I saw Ku doing a spell as I ran past, but it looked like it fizzled. Then Bastion tossed a jar of something over my head just as I booked it out the back, and I heard a WHOOMF behind me as the webs went up in flames like old newspaper. Bugly was gaining on me again – that sucker was speedy! – but a few grave moans to the brain drove it back. Too bad for me that those snakes managed to make it around the bar, and one of ’em planted an arrow square in my delicate porcelain keester!

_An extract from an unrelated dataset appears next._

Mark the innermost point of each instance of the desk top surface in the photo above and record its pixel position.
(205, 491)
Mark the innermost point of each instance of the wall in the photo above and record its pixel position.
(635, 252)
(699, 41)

I flung another mind-scrambler back at the real big lizard, which was trying to knock the bar down at this point, and had it so confuzzled with phantoms it smashed Bugly with its tail. I think Minty ran back into the bar to help Leah, which was kind of a problem, ’cause the whole thing collapsed. It was a real mess, and on top of everything, I caught another arrow in the fundament.
Somehow the behemoth snuffled Minty out of the wreckage and started chewing, and I tried another mind-mixer but it didn’t do squat. She managed to pry its jaws open herself, though, and a well-placed patch of grease knocked the thing down, giving us a chance to get away. Whew! Is it too much for a girl to ask to just have a nice sit-down drink once in a while? I guess so.